The researchers propose that frontline workers need a mental health and wellbeing strategy to help promote recovery from emotional trauma and moral distress.

According to Mind, emotional trauma is caused by experiencing stressful, frightening or distressing events. Traumatic events can make you feel frightened, humiliated, rejected, invalidated, powerless and trapped. The COVID-19 pandemic had an unprecedented effect on the mental health of frontline workers.

Lead researcher Diane Bunn, from UEA’s School of Health Sciences, said: “Our work shows that care home nurses were completely unprepared for the extraordinary situation they found themselves in during the Covid-19 pandemic and that this has impacted their mental health and wellbeing.

“They had to manage a highly infectious new disease, associated with high mortality, in residents already living with complex clinical conditions.

“They did this alongside staff shortages, constantly changing and conflicting guidelines and with minimal external professional support.

“Health and social care staff are still very much in a recovery phase. They need time to recover from all that happened during the pandemic and many of them will need counselling and mental health support for some time.

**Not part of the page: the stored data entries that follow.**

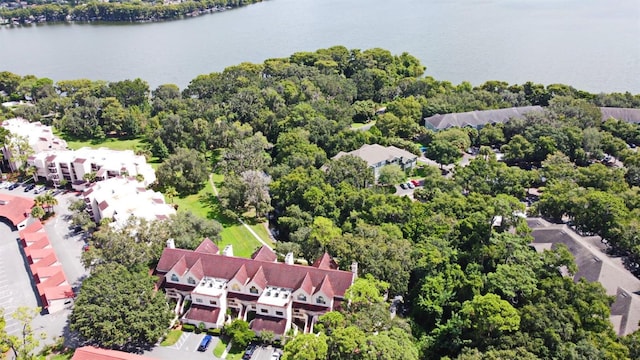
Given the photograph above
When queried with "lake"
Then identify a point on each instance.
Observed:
(592, 45)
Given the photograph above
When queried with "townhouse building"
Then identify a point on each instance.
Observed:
(271, 295)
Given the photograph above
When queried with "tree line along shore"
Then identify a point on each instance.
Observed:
(472, 286)
(82, 11)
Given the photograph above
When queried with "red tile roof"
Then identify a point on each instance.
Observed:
(241, 276)
(275, 273)
(269, 323)
(207, 247)
(326, 287)
(93, 353)
(15, 208)
(325, 262)
(264, 254)
(259, 278)
(306, 284)
(203, 313)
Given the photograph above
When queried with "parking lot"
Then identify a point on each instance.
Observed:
(16, 287)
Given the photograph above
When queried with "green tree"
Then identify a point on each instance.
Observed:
(119, 308)
(488, 315)
(443, 152)
(37, 212)
(185, 171)
(239, 332)
(391, 175)
(306, 347)
(27, 341)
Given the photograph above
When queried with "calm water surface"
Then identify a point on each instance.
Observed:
(591, 44)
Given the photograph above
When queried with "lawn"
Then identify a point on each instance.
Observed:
(172, 337)
(205, 205)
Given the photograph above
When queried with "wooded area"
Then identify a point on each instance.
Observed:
(472, 290)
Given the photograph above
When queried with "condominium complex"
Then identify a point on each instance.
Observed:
(73, 165)
(274, 296)
(39, 137)
(121, 197)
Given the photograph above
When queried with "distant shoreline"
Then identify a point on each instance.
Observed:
(113, 12)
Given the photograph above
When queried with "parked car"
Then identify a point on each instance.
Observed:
(204, 344)
(249, 352)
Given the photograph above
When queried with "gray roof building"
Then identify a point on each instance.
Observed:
(624, 114)
(595, 265)
(478, 119)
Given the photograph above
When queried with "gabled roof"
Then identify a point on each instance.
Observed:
(180, 267)
(264, 254)
(197, 270)
(623, 114)
(326, 287)
(241, 275)
(203, 313)
(276, 273)
(259, 278)
(31, 228)
(478, 118)
(15, 208)
(306, 284)
(325, 262)
(207, 247)
(93, 353)
(269, 323)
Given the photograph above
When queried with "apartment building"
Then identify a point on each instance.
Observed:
(273, 296)
(73, 165)
(121, 197)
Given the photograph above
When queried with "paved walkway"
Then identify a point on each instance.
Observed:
(255, 235)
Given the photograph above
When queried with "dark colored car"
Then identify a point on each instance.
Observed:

“Supporting care home nurses to recover from the pandemic is essential to maintain a healthy, stable workforce.”

The research team carried out in-depth interviews with care home nurses about their experiences of the pandemic, across homes for older people in England and Scotland. They particularly focused on the nurses’ resilience and mental wellbeing.

“All of the nurses we spoke to described being attentive to the needs of others, but less attentive to their own needs, which came at personal cost,” said Bunn.

Strategies to support nurses with their recovery

The researchers suggest a range of strategies to help nurses accept and recover from their experiences. This includes:

  • Bespoke mental health and wellbeing strategy for care home nurses in the current pandemic recovery period and ensure that this is ongoing and adaptable for future pandemics and disasters.
  • Wider professional and government recognition of the specialist skills required of care home nurses.
  • Revisit guidance to better prepare for any future pandemics and disasters in care homes
  • Involvement of care home nurses in the development of disaster-response policies in care homes.
  • Consistency of guidelines, and research-informed methods for effective communication of guidelines.

“Support for care home nurses will likely benefit other care-home workers either directly through wider roll-out, or indirectly through improved wellbeing of nurse leaders,” added Bunn.